The Louisiana Supreme Court reversed the decision. In so holding, it also changed the standard by which appellate courts evaluate whether a trial court abused its discretion in awarding general damages. The Louisiana Supreme Court  now instructs appellate courts to compare general damage awards to those awarded in similar cases in their review of the reasonableness of the trial court’s award. Applying the new standard, the Louisiana Supreme Court found the trial court abused its discretion and reduced the Pete plaintiff’s general damage award from $9.8 million to $5 million.

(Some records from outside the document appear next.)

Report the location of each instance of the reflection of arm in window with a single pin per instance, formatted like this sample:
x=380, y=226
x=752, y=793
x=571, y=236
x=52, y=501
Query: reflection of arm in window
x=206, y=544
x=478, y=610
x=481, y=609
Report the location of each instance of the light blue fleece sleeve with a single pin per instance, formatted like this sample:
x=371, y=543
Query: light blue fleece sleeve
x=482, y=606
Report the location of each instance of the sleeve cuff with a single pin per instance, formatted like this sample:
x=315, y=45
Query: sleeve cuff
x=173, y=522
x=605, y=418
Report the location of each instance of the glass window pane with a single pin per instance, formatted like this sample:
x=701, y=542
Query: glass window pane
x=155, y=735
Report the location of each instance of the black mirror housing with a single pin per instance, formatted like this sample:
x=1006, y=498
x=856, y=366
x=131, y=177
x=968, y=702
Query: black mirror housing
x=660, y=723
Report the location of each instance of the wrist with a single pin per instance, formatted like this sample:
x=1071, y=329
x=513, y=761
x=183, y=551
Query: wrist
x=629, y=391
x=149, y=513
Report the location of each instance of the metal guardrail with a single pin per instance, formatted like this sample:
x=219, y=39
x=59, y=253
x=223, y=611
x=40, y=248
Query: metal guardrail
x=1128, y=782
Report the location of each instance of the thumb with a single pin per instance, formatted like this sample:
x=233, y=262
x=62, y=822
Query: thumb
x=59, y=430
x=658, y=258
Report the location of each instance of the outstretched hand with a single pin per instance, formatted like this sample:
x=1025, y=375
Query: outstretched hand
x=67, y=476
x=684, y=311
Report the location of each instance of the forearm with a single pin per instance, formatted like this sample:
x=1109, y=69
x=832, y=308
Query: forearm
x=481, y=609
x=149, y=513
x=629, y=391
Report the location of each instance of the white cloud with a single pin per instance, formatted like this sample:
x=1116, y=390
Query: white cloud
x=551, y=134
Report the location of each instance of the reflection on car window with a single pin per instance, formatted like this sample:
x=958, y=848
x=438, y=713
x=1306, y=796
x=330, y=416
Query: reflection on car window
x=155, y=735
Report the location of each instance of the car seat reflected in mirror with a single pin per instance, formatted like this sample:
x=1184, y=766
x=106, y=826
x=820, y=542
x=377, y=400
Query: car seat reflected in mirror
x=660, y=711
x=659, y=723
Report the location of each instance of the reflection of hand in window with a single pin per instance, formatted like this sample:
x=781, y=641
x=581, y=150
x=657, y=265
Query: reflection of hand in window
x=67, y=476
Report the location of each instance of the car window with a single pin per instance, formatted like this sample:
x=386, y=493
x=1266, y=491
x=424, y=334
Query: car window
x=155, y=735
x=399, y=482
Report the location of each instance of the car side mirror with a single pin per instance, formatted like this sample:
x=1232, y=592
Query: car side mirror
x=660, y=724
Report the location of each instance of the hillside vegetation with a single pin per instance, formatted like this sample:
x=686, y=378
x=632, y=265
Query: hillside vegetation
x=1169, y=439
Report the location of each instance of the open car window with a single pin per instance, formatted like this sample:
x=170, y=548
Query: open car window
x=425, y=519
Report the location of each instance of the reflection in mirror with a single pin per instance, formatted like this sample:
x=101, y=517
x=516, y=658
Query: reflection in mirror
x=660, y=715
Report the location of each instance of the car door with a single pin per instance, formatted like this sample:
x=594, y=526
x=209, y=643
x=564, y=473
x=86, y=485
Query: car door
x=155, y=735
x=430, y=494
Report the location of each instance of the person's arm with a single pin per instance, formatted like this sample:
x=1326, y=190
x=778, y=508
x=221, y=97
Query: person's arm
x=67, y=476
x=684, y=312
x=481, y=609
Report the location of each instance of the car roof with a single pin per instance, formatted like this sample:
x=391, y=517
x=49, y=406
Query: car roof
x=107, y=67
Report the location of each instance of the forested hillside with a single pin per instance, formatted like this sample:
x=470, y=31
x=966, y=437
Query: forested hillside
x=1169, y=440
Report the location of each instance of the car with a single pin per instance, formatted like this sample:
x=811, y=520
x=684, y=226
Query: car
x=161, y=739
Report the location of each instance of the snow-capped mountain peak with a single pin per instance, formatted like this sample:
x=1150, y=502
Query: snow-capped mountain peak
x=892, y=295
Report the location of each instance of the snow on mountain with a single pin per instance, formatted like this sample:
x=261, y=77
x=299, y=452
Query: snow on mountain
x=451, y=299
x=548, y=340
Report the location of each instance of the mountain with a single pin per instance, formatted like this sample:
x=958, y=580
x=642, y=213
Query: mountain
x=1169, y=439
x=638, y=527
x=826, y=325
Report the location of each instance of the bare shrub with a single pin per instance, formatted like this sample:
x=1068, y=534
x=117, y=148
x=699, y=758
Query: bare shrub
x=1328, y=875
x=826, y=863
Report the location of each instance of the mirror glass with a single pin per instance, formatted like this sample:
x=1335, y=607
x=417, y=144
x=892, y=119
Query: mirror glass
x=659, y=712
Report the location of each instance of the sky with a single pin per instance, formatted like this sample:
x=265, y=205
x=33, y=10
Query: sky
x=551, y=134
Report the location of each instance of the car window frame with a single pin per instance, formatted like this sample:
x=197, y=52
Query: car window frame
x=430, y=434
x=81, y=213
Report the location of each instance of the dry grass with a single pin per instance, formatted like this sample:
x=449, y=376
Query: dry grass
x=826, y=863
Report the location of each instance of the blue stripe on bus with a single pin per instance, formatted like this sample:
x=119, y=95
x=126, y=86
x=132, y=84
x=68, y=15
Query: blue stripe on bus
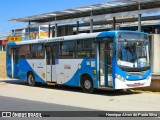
x=75, y=80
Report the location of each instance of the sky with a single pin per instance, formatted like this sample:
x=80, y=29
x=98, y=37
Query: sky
x=21, y=8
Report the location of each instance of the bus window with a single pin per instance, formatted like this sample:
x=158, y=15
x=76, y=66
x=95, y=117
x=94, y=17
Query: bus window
x=85, y=49
x=37, y=51
x=67, y=50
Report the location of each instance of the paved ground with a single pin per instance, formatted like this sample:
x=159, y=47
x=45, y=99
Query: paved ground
x=16, y=95
x=101, y=100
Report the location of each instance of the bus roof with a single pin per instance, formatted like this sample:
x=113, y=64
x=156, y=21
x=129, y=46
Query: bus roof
x=72, y=37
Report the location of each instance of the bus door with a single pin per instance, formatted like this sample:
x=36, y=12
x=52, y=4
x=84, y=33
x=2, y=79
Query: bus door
x=14, y=58
x=51, y=65
x=105, y=61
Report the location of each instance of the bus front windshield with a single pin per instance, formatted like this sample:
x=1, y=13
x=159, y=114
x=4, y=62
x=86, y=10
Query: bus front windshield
x=132, y=51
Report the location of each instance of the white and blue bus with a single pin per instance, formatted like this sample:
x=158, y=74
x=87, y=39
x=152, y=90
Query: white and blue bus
x=110, y=59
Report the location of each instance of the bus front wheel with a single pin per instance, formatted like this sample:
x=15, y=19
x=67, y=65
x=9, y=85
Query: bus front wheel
x=87, y=84
x=31, y=79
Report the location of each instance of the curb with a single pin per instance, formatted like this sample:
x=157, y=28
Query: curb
x=2, y=83
x=145, y=91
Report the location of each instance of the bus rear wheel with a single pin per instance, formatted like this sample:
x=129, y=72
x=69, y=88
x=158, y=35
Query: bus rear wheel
x=31, y=79
x=87, y=84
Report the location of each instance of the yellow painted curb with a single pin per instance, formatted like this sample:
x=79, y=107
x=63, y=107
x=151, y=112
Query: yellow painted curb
x=145, y=91
x=157, y=92
x=2, y=83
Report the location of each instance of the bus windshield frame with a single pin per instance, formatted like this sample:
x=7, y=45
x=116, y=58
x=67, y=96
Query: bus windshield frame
x=133, y=52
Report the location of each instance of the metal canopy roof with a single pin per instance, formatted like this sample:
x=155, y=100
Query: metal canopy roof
x=101, y=9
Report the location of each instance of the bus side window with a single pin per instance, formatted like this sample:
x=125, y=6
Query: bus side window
x=37, y=51
x=9, y=52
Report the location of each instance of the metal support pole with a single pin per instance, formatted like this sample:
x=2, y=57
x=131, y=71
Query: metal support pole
x=114, y=23
x=56, y=28
x=39, y=32
x=53, y=32
x=29, y=30
x=77, y=27
x=139, y=18
x=49, y=30
x=91, y=23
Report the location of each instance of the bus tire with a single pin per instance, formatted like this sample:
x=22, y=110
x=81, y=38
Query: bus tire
x=31, y=79
x=87, y=84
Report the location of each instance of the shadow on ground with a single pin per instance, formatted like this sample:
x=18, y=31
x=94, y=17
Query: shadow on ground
x=76, y=89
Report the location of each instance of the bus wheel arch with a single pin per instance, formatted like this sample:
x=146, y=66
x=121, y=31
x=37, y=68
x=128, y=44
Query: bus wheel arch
x=31, y=79
x=87, y=83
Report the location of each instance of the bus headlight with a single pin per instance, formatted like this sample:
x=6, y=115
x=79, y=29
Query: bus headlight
x=120, y=77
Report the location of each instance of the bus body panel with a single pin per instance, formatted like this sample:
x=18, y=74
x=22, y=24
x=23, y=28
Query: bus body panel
x=70, y=71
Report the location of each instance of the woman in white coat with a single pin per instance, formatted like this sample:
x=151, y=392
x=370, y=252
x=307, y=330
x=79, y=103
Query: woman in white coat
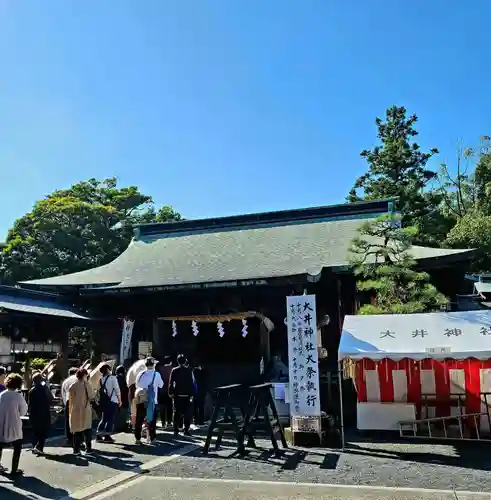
x=13, y=407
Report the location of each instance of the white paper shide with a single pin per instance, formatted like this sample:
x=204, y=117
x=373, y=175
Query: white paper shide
x=303, y=356
x=126, y=336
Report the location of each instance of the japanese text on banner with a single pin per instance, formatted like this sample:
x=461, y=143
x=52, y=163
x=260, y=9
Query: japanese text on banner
x=303, y=356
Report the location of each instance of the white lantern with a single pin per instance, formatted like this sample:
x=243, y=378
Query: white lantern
x=244, y=328
x=194, y=326
x=221, y=330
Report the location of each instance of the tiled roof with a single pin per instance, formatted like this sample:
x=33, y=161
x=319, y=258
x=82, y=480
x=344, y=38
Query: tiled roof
x=12, y=299
x=234, y=249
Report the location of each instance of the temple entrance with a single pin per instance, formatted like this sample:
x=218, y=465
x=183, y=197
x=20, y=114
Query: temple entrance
x=230, y=355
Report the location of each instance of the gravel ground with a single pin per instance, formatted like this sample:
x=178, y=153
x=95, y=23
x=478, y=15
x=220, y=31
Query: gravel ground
x=465, y=468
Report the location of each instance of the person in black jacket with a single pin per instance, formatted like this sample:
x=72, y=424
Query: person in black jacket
x=181, y=390
x=39, y=404
x=124, y=410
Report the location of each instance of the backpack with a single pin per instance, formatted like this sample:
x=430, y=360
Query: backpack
x=143, y=395
x=104, y=397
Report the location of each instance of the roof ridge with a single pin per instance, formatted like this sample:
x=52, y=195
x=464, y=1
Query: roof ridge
x=362, y=208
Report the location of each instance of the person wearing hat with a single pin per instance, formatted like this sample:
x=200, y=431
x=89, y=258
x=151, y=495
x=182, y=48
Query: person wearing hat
x=124, y=410
x=109, y=402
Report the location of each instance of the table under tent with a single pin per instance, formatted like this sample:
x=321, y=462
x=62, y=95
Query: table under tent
x=422, y=375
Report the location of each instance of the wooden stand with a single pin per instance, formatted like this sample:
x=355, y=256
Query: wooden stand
x=224, y=417
x=260, y=401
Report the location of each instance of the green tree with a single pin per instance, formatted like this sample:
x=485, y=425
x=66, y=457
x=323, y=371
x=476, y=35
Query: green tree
x=466, y=195
x=387, y=272
x=397, y=169
x=74, y=229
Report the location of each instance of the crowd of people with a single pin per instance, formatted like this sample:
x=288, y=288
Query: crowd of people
x=123, y=401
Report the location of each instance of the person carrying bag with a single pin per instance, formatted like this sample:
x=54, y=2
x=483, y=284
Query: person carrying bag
x=148, y=384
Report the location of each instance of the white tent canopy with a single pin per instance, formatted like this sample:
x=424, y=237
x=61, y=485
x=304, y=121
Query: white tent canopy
x=441, y=335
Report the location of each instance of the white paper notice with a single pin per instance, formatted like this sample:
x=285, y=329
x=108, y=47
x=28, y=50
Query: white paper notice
x=279, y=391
x=303, y=356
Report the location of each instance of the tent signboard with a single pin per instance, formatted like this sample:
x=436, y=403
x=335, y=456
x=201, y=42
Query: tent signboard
x=457, y=335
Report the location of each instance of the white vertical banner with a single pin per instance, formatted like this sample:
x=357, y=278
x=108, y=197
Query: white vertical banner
x=126, y=336
x=303, y=358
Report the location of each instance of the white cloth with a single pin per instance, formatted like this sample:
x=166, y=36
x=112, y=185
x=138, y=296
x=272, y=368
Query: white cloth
x=136, y=368
x=13, y=406
x=111, y=387
x=145, y=379
x=65, y=387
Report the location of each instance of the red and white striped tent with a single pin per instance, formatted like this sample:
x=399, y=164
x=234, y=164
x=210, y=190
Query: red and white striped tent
x=399, y=357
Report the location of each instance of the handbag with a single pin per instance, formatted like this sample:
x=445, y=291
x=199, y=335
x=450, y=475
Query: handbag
x=141, y=395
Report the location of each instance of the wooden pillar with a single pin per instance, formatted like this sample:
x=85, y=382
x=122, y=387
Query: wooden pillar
x=264, y=343
x=157, y=339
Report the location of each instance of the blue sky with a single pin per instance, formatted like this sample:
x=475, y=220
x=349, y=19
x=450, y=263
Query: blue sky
x=228, y=106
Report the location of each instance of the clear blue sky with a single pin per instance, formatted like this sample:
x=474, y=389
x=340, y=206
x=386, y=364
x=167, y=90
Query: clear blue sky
x=228, y=106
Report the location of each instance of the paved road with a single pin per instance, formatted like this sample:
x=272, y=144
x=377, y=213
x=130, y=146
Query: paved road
x=154, y=488
x=326, y=473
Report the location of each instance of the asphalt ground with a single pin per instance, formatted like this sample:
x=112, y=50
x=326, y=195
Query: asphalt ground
x=456, y=469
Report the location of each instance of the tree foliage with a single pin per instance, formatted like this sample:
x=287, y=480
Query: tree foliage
x=74, y=229
x=388, y=273
x=397, y=169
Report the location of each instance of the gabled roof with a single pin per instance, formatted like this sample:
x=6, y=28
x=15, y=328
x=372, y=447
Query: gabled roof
x=240, y=248
x=32, y=302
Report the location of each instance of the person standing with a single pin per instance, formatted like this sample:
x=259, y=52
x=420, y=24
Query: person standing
x=124, y=409
x=80, y=399
x=13, y=407
x=39, y=403
x=148, y=384
x=165, y=402
x=3, y=374
x=181, y=390
x=109, y=402
x=65, y=387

Previously, Louisiana courts employed a two-step analysis in evaluating general damage awards. First, the court of appeal determined whether the trial court’s award constituted a clear abuse of discretion. Second, and only  if the court first determined that there was an abuse of discretion, the appellate court would consider prior damage awards in similar cases to determine what an appropriate award should have been. This test had proven problematic because there were no clear objective standards for determining whether the trial court’s award was an abuse of discretion.

The appellate court’s decision in Pete v. Boland Marine serves as an excellent example of the problems this test presented. While the majority found that the $9.8 million awarded to Pete did not “shock the conscience,” a dissenting judge believed the award did shock the conscience, because it far exceeded general damage awards in similar cases. The “shocking the conscience” test has been long criticized because of its lack of objectivity, as the result ultimately depended on the thoughts and feeling of the presiding judges. Critics argued this led to unpredictability within the law.

The Louisiana Supreme Court’s decision reforms the two part test in an attempt to resolve this issue. The new test mandates that appellate courts consider damage awards in similar cases in the initial inquiry, to objectively consider whether the trial court abused its discretion under the particular facts and circumstances of the case at hand. The second step of the test remains unchanged. If the court finds that the trial court abused its discretion, then the appellate court will look to recent cases to determine what is the highest or lowest award a reasonable trier of fact could have found and then reform the damage award accordingly.

This decision is a significant change in the law. It aims to increase predictability within the law and affords defendants objective standards by which to challenge damage awards. However, it remains to be seen how courts will implement this new test in practice. 

References:

Pete v. Boland Marine & Mfg. Co., LLC, 23-170 (La. 10/20/23), reh’g denied, 23-170 (La. 12/7/23), 374 So. 3d 135.